Synergistic Effects of Bio-derived Cyclic Lipopeptide Surfactin in Sustainable Surfactant Solutions

Surfactants play an important role in our daily lives, with applications in a wide range of products, from cleaners to pharmaceuticals, food products to cosmetics. However, the main use of petroleum-derived surfactants in these commodities has raised concerns due to their low biodegradability and potential toxicity. Mixing different types of surfactants has long been a subject of interest in both industrial and academic research. The combination of anionic and cationic surfactants, for example, has shown the ability to induce synergistic effects, enhancing the overall properties of the surfactant mixtures.
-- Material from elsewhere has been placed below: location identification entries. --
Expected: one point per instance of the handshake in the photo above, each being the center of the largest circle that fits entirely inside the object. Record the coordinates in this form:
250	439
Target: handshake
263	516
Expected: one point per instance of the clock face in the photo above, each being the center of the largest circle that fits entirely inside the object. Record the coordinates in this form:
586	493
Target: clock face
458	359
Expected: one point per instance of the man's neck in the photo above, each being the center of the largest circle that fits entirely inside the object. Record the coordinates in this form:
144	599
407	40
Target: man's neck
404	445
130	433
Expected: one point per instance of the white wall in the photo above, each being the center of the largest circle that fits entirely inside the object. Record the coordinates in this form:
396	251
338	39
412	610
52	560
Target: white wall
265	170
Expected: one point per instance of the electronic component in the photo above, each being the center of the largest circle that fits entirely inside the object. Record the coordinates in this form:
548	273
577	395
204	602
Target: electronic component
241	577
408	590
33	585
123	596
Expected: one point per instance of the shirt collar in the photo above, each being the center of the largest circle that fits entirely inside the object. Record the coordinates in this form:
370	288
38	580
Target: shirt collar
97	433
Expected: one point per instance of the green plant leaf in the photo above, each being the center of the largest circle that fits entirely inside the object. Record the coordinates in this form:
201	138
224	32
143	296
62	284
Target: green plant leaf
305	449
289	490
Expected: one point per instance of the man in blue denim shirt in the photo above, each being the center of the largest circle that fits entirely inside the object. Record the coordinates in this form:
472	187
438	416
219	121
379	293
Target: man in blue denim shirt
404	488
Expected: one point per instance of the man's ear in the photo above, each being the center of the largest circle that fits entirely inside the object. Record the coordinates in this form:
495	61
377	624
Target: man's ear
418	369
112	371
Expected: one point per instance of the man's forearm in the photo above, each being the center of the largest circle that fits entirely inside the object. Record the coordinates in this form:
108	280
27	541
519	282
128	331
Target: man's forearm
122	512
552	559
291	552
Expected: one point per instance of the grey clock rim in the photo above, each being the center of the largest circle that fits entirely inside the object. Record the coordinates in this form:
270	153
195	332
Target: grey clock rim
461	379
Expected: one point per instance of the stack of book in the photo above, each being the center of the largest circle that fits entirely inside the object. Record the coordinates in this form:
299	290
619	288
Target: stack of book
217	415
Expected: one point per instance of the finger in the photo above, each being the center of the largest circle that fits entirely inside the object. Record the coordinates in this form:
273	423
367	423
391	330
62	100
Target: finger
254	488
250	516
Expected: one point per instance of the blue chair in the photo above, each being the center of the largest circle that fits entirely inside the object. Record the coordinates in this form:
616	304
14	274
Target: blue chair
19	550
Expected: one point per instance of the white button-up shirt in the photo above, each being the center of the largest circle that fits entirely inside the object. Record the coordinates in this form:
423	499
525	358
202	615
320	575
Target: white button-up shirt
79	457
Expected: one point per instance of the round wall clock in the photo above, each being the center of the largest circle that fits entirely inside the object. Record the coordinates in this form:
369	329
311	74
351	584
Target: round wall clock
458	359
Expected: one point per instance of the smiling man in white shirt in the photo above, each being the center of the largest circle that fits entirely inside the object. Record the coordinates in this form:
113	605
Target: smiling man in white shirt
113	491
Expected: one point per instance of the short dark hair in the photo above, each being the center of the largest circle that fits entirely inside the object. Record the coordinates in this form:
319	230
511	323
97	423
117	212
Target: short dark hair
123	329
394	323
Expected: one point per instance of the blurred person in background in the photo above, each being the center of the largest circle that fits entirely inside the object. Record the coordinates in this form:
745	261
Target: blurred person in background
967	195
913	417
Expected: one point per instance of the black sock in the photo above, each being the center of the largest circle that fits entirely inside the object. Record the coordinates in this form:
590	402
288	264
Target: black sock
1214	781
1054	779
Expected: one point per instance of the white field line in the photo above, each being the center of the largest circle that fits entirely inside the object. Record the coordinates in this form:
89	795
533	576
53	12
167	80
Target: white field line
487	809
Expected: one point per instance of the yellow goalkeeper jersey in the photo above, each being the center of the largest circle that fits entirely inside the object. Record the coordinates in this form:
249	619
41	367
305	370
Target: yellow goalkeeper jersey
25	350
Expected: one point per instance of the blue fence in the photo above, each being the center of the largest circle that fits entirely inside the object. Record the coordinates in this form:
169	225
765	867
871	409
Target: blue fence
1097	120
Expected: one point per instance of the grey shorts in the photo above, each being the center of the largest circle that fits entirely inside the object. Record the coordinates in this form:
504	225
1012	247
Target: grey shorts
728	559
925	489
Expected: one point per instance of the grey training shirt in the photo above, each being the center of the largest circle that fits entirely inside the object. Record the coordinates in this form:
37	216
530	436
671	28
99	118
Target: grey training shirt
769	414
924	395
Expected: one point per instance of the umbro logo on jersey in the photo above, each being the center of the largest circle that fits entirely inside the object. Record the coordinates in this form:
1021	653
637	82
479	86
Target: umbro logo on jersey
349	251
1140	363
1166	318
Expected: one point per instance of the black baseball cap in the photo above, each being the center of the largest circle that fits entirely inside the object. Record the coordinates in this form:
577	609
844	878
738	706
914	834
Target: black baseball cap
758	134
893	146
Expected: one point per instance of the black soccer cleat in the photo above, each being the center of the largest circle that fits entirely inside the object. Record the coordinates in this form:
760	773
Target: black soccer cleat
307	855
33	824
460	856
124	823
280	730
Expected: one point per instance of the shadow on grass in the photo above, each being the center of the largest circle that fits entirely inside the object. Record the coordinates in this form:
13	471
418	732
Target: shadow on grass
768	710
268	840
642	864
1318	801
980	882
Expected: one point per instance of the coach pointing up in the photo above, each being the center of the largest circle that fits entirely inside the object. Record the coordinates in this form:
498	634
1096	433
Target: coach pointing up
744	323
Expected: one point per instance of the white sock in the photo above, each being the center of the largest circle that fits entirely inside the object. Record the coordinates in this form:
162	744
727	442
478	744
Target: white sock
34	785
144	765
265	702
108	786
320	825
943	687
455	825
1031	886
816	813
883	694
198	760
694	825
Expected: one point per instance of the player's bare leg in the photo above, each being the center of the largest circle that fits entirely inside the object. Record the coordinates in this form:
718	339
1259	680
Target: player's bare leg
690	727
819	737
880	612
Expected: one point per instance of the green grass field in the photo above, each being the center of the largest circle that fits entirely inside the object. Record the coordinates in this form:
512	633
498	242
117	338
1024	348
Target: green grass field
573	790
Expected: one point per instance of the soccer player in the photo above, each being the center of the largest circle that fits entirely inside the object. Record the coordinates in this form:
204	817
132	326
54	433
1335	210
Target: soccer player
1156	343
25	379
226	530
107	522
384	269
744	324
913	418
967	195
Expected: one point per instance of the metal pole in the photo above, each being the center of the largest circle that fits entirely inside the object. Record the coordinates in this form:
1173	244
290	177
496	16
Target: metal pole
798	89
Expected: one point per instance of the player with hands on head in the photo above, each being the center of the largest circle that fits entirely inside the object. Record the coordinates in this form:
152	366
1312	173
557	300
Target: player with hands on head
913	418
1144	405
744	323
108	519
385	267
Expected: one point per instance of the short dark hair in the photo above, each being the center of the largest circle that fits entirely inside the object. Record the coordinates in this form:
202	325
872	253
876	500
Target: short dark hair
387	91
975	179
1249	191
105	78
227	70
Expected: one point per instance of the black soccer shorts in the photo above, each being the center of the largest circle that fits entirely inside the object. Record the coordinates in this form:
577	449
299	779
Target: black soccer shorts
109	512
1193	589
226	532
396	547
This can result in a reduction in the total surfactant consumption, particularly when it comes to lowering the critical micelle concentration (CMC), a critical parameter in surfactant performance. While such synergies hold promise for sustainability, the negative environmental impacts of petroleum-derived surfactants persist. Surfactin (SF), a cyclic heptapeptide biosurfactant produced by Bacillus subtilis, emerges as a promising alternative to conventional petroleum-derived surfactants. It boasts advantages such as high biodegradability and specific activity under biological conditions. Moreover, SF exhibits unique self-assembly behavior and the ability to act as an ionophore for various cations. However, its higher cost compared to conventional surfactants has led to its blending with them in various formulations to amplify specific functions. Despite significant progress in SF production and surface property analysis, there remains a lack of detailed information on surfactant mixtures comprising SF and petroleum-derived surfactants. Previous studies have hinted at the potential for synergistic effects in such mixtures, but the specific mechanisms and interactions are yet to be fully understood.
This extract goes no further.